Underground people mover

The Subway (formerly known as the inter-terminal train) is the older of the two separate inter-terminal people movers operating at George Bush Intercontinental Airport (IAH) in Houston, Texas.

== Description ==
Opened in 1969 along with the airport, the train system was replaced in 1981 with the current WEDway system, built by WED Transportation Systems, a division of what is now known as Walt Disney Imagineering. The Subway serves approximately 240,000 passengers per month, for a yearly ridership averaging 2.9 million. It is built underground and serves landside traffic, unlike the newer Skyway, which is elevated and operates airside.

The Subway is notable as the only WEDway people mover built by the Walt Disney Company outside of a Disney property. It uses much of the mechanical technology used by the PeopleMover, an attraction in the Magic Kingdom's Tomorrowland. The design permits the trains to make tight corners that are necessary along portions of the basement route. Like their Disney counterparts, the trains are completely unpowered, relying on linear induction motors in the track for propulsion. Platform screen doors at each station have a special mechanism unlocking the trains' doors, and on-train station announcements and audible warning messages are provided by a trackside public address system through openings in the tops of the vehicle car-bodies.

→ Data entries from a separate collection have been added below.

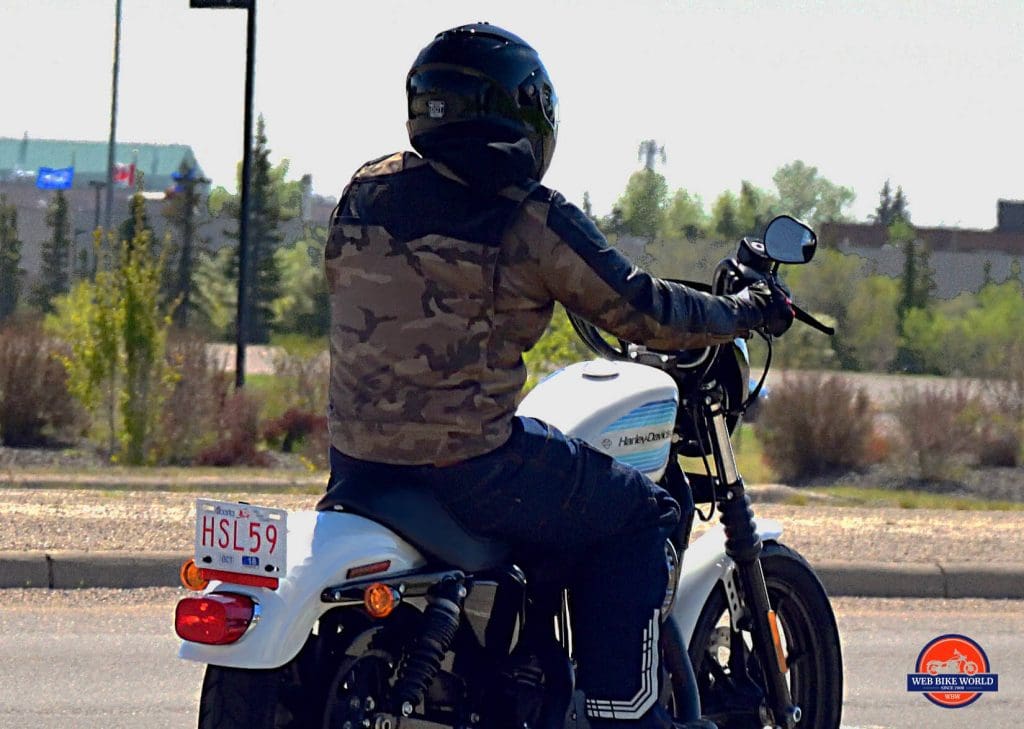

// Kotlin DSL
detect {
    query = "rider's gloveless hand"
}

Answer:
[739,280,794,337]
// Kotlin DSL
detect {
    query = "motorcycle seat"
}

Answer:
[319,482,510,572]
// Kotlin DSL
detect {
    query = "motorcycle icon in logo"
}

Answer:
[928,649,978,676]
[906,634,999,709]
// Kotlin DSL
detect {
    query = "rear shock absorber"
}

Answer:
[392,574,467,717]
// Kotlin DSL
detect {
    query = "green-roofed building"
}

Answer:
[0,135,204,191]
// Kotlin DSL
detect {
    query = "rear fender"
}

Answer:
[178,511,425,669]
[672,519,782,646]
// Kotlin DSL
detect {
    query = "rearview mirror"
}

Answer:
[764,215,818,263]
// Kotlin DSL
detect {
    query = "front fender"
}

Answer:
[672,519,782,647]
[178,511,425,669]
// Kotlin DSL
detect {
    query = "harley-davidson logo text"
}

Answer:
[618,430,672,448]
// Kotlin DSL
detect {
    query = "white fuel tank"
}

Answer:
[516,359,679,481]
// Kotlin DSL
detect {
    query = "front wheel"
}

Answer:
[689,543,843,729]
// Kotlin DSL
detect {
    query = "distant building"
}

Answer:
[0,135,336,278]
[0,134,203,277]
[812,200,1024,299]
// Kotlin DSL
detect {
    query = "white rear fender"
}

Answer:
[672,519,782,646]
[178,511,425,669]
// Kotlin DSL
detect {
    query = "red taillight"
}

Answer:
[174,593,256,645]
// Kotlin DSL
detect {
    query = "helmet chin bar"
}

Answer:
[406,24,558,181]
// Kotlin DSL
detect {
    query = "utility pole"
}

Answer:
[89,180,106,230]
[192,0,256,388]
[104,0,121,230]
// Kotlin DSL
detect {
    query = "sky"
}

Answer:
[0,0,1024,228]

Eight three-car trains are used on the system, of which six operate at any single time with three-minute headways at speeds of up to 15 mph. They stop at eight stations in a circuit serving every terminal and the Houston Airport Hotel, for a round-trip time of 18 minutes. The system is currently maintained and operated by JBT Aerotech.

=== Future ===
Houston Airport System, the owner of the airport, is conducting preliminary studies of potential new systems to replace the Subway, as both it and major airlines serving the airport have determined that the cost of operating and maintaining the system is no longer viable.